The Midterms: A Postmortem
America was born of revolution and hardened by a bloody civil war that moved us closer to the ideal of a more perfect union. We saved the world by defeating Imperial Japan, Nazi Germany, and Communist Russia. We are winning a long war against religiously-inspired terrorists and confronting the mercantilist and military threats from China while growing our economic and military might. We are the world’s most vibrant republic, not one of history’s exhausted empires.
But for all our strength, what may lay us low is the existential threat posed by suburban soccer moms and Ivy League imbeciles.
The ink isn’t dry on the reviews of the 2018 mid-terms and won’t be until Florida is done reminding everyone who forgot the hanging chads of Election 2000 just how untrustworthy it is when it comes to running fair and open elections. But even without a final tally in the Sunstroke State, we can conclude a couple of things about the national results.
First, returning control of the House to Democrats was made possible by the improbable coalition of racial / ethnic minorities and college-educated white women. Second, an Ivy League education seems to align high-IQ individuals with murderous communist Che Guevara rather than the Enlightenment-educated Founders.
Without wading too deep into eyes-glaze-over statistics, the Democrat-Republican voter split in House races was remarkably clear. According to the Pew Research Center, Republicans won the men’s vote 51-47% while losing the women’s vote 40-59%. When broken down by race, the GOP won the white vote 54-44%, but lost blacks, Hispanics, and Asians by wide margins.
Non-college women, college men, and the “Deplorable” non-college men gave a majority of their votes to Republicans, but the co-eds broke heavily for the Dems, 59-39%. What to make of the continued electoral alliance between minority voters and college-educated women?
While college-educated women are not all suburban soccer moms, it is a useful shorthand. The ‘burbs overall went for the Dems in a big way in all regions but the South. Even there, pre-election polling of likely voters gave the GOP only a one-point advantage.
Why would soccer moms find common cause with the driving forces behind the Blacks Lives Matter violence and the chaos of the open-borders crowd? Do college-educated women in their comfortable suburbs think they are immune from the effects of such disrespect for law enforcement and stresses put on our welfare system? Did the liars and guilty-until-proven-innocent interrogators from the Kavanaugh hearing not give them pause about the tribunal their little Johnny might one day face?

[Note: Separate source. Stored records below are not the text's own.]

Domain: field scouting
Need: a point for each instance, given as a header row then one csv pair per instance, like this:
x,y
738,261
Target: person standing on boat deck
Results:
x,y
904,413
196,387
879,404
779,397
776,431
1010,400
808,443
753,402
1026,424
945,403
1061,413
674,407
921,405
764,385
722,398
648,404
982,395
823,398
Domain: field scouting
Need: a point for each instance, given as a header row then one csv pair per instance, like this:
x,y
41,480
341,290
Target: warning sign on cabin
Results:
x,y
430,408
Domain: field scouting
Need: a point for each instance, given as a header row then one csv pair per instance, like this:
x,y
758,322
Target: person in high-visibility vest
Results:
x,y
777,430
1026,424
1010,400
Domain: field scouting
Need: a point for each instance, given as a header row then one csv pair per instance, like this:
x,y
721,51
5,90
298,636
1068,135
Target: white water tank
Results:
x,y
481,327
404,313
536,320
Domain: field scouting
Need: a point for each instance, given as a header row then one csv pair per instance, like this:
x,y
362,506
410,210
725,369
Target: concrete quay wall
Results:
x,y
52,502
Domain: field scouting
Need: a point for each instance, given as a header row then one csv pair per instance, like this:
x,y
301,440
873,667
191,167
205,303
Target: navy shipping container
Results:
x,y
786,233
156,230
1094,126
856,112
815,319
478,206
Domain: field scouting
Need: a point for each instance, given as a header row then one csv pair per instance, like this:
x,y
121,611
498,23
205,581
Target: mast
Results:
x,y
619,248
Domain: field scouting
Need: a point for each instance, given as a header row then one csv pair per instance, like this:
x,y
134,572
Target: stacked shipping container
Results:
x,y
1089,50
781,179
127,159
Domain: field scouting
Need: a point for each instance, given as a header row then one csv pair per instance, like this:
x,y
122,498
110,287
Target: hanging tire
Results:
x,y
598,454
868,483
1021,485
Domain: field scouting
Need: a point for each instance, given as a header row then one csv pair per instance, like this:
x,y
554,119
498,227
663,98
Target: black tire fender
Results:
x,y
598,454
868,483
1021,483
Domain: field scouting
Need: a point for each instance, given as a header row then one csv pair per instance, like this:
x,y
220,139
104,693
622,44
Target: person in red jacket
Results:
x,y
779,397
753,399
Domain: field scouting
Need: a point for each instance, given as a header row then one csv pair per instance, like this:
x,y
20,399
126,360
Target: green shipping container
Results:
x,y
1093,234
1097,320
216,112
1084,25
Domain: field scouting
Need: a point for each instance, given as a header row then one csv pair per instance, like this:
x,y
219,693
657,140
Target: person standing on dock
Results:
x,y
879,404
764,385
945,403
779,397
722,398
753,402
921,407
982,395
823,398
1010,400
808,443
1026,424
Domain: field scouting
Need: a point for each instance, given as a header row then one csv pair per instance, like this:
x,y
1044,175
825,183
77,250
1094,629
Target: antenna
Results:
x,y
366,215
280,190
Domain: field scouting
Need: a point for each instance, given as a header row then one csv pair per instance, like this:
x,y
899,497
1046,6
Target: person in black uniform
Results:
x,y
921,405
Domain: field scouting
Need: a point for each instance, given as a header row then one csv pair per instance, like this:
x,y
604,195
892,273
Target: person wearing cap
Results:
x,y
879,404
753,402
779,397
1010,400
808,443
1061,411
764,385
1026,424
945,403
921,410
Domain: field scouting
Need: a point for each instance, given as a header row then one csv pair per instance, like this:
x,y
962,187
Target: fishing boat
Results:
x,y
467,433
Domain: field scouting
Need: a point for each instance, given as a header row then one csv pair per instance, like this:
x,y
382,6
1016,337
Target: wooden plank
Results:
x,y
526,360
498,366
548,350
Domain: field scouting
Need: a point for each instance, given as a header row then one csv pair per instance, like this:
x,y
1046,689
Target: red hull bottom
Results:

These smart women seem to have internalized the scolding from former First Lady Michelle Obama, who explained Hillary Clinton’s loss: “As far as I’m concerned, any woman who voted against Hillary Clinton voted against their own voice. [Voting for Trump meant] you don’t like your voice. You like the thing you’re told to like.”
If condescension were a virtue, Mrs. Obama would be a saint.
The “voice” for the mostly-white, college educated woman cohort is the same voice as the racial and ethnic minority? The same voice advocating for policies that lead to higher crime (Dem-controlled cities), lower-quality education (any city), more welfare dependency (California), the failure to enforce laws (every sanctuary jurisdiction), and the economic ramblings of a newly-elected member of the House of Representatives who said about her proposed “free” tuition and “free” healthcare, “People often say, like, how are you going to pay for it? And I find the question so puzzling because how do you pay for something that’s more affordable? How do you pay for cheaper rent? How do you pay for — you just pay for it.”
As for the Ivy League schools, I need only point north to a recent incident at Dartmouth College to support my earlier contention. Last month the campus Republicans brought New York Times best-selling author and conservative commentator David Horowitz to campus. The reaction from the tolerant Left was as predictable as it was sad: They went nuts. Horowitz’s open letter response to college president Philip Hanlon is available on his website FrontPageMag.com; it makes for disturbing reading. Many high-achieving students appear to abhor the Socratic method – and insist that you do, too. Or else.
I sent the article to a friend and Dartmouth grad. She (innocently) posted it to a Facebook site aimed at women of Dartmouth asking for opinions. Most of the replies were filtered out due to foul language. From those that made it through, my friend concluded that “idiots are running the asylum” and the experience was like “throwing raw meat into a cage of starving dogs.” (Trump may have picked up a 2020 vote in the coveted college-educated woman demographic.)
Leaving the fate of the Republic in the hands of these two voting blocs courts disaster. The GOP needs to find a way to win over the hearts and minds of people who appear to use neither when deciding how to vote. A tall order, with much riding on the outcome.